As a result, we can clearly state that there are exclusivist Buddhists, which are clashing with other religions, both in Myanmar and in China. That there are also Buddhist clergy disencouraging inter-religious dialogue can be seen in Pan’s work on Taiwan: “In interviews, at least six Christian and two Buddhist clergy mentioned that they would not let the lay people attend dialogues because it might cause doubt in their own faiths” [Pan, 2005: 135]. I think, we can clearly say that Buddhist exclusivism is an existing reality. The New World Encyclopedia thus explains correctly: “Exclusivism is not limited to the Abrahamic faiths. Although both Hinduism and Buddhism are less prone to it, examples can be found in these traditions as well. […] Buddhist religious exclusivism may be seen in the implication that those who do not accept the teachings of the Buddha, such as the Eightfold Path, are destined to repeat the cycle of suffering through endless reincarnations; while those who practice the true way can reach enlightenment” [New World Encyclopedia contributors: Religious exclusivism. New World Encyclopedia, 29 July 2022. https://www.newworldencyclopedia.org/p/index.php?title=Religious_exclusivism&oldid=1074505, retrieved on 2 January 2023]. We can say that the goal of Buddhism is compassion towards every sentient-being and the goals of Buddhism are very noble. Yet, like in every religion, there are hardliners who practice an exclusivist stance.

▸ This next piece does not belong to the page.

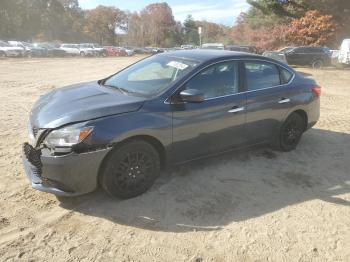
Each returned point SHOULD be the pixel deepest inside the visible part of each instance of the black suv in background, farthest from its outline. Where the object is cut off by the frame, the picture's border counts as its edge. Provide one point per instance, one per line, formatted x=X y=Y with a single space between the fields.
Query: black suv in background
x=317 y=57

It is also noteworthy that Judaism and Buddhism are very similar and thus compatible to each other. The only major difference is that Judaism insists on one God, which is the ancestral God of the Israelites, while in Buddhism atheist, monotheist and polytheist branches exist. I even went so far to say that “Judaism and Buddhism are so easy to combine, because they are just two different sides of one coin – one teaching” [Timo Schmitz: The interaction of Judaism and Buddhism into Judeo-Buddhism (20 November 2019). In: Timo Schmitz: A Divinely Way to Philosophy, Vol. 2. Trier & Vachendorf: Graf Berthold Verlag, 2022]. “Both, Judaism and Buddhism emphasize strongly on compassion. […] In both religions, there is advise for meditation, and both have a certain kind of enlightenment as goal, where nirvana can actually be grasped as unity with ein sof – the nullification of the ‘ego’. Here at this point, we can see, they are just two paths leading to the same direction” [ibid.].
So what will we tell Tibetans about our beliefs in the West? From a Jewish perspective: Jewish people believe in one God. He is the ancestral God of the Israelites, but he embraces everyone, because all human-beings are connected to Adam and Eve, the first human-beings on Earth. When man wanted to become more and more powerful and tried to build a tower which reaches the sky, God scattered the people all around the world (Genesis 11:1-9). God embraces everyone and one can convert to Judaism from one’s own heart (Book of Ruth), but there is no force to do so. In fact, every believer of any religion can have a share in heaven, so we are all one family. From a Christian perspective: There is one God who is our Father who sent down His son to Earth to take away our sins. Therefore, He was crucified as an innocent and pure person and He shed His blood for us. Therefore, Christians consider Him as our savior. Each human-being can convert to Christianity through baptization to follow His path, but there is no need to do so, because we are all created by God, and so we will all find salvation. Anyways, there are Christian denominations which believe that those who do not convert will be damned.
In return, what will be most struggling for us Westerners is the folk religion of the Tibetans: Bön. It is a shamanic tradition and therefore no book religion [for the six forms of religion, see Timo Schmitz: The Different Forms of Religion (16 March 2017). In: Timo Schmitz: A Divinely Way to Philosophy, Vol. 1. Trier & Vachendorf: Graf Berthold Verlag, 2022]. Some forms of Bön also include animistic and magical elements. Its mythological founder is Tonpa Shenrab who predates the Buddha Shakyamuni and therefore, Bön adherents believe that the Buddha Shakyamuni was a student of Buddha Shenrab.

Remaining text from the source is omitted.